Les règles économiques de l’Union européenne le permettraient-elles ?

La partie se joue effectivement en grande partie à Bruxelles, autour de trois dossiers décisifs et qui se tiennent. Tout d’abord, la réforme de l’Arenh. Maintenir le quasi-monopole de l’électricien sur la production nucléaire supposerait d’augmenter ce tarif, mais aussi les volumes d’électricité vendus aux autres fournisseurs afin d’éviter les distorsions de concurrence. Cet accroissement des recettes éviterait de prendre dans la poche des contribuables pour les grands investissements souhaités par EDF.

Concernant la restructuration de l’entreprise, il existe un scénario, dit « Hercule », consistant à nationaliser la gestion du parc nucléaire – donc la fermeture des réacteurs, avec les coûts afférents – et à redécouper EDF en fonction de la rentabilité des segments ouverts à la concurrence.

Enfin, il y a la bataille de l’éligibilité de l’énergie nucléaire au Pacte vert européen pour le climat. La filière n’y a pas accès a priori, mais elle voudra arguer de ses faibles émissions de CO2.

Si l’on continue de tergiverser sur l’avenir du nucléaire, celui-ci ne risque-t-il pas de s’imposer comme la seule option pour sauver EDF ?

Le facteur temps joue plutôt dans l’autre sens. En 2007, au démarrage de l’EPR de -Flamanville, le discours d’EDF est clair : il ne s’agit pas tant de préparer le renouvellement du parc français que d’ériger une vitrine du savoir-faire national pour vendre des réacteurs à l’étranger. L’entreprise préparait le passage d’une stratégie industrielle à une stratégie financière. Sauf que l’impensable succession de déboires de l’EPR a sapé cette réorientation. Ce réacteur devait signer la « fin du désert » en termes de projets de construction (4), c’est aujourd’hui un projet isolé. Très en retard sur son calendrier, avec un budget explosé (5), cet EPR fait sérieusement douter des capacités d’EDF à relancer un programme électronucléaire français fondé sur cette filière.

Entre-temps, les technologies alternatives ont démontré leur compétence technique et leur compétitivité.

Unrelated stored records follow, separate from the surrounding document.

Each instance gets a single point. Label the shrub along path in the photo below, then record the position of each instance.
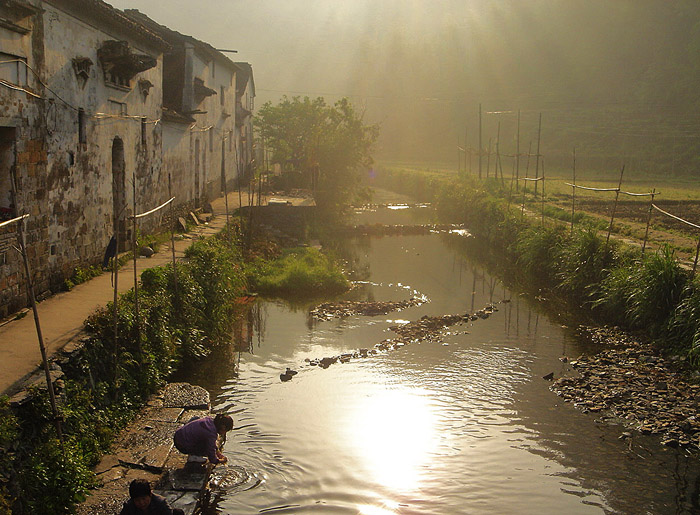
(62, 316)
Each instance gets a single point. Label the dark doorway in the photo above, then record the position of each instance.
(7, 162)
(119, 189)
(196, 173)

Alors qu’en 2007 on pouvait encore penser que le nucléaire tenait bien sa place dans le panel énergétique national, ce n’est plus le cas. Avec le développement de solutions de stockage de l’électricité, pour pallier l’intermittence des sources éolienne et solaire, le « 100 % renouvelables » est une idée qui gagne des soutiens. Il devient de plus en plus difficile de justifier de nouveaux projets nucléaires, et tout autant un investissement massif pour prolonger de plusieurs décennies la vie du parc actuel.

Yves Marignac Coordinateur du pôle énergies nucléaire et fossiles au sein de l’Institut négaWatt.

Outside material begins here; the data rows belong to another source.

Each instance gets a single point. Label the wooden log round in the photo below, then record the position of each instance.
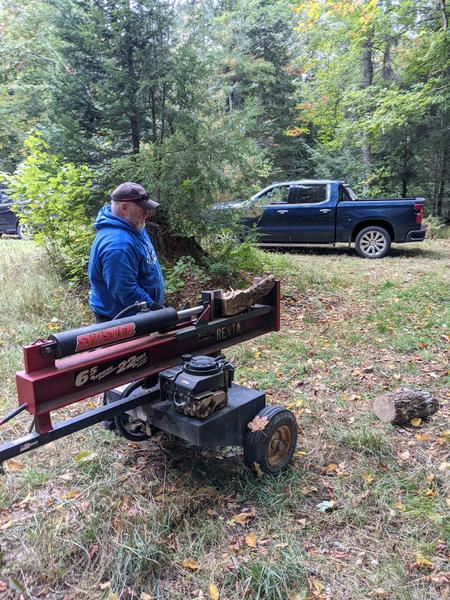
(236, 301)
(400, 407)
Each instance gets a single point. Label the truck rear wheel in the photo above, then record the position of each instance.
(373, 242)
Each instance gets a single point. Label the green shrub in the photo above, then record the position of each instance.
(52, 198)
(176, 276)
(435, 227)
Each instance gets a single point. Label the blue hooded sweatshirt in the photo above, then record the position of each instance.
(123, 267)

(1) Audition à l’Assemblée nationale, 7 juin 2018.

(2) « World Energy Outlook 2019 », novembre 2019.

(3) Pour accès régulé à l’énergie nucléaire historique.

(4) Civaux-2, le dernier réacteur français entré en service, a été mis en chantier en 1991.

(5) Initialement prévu pour 2012, son raccordement au réseau n’est pas envisagé avant 2022. La facture, 3,5 milliards d’euros prévus en 2007, a aujourd’hui presque quadruplé.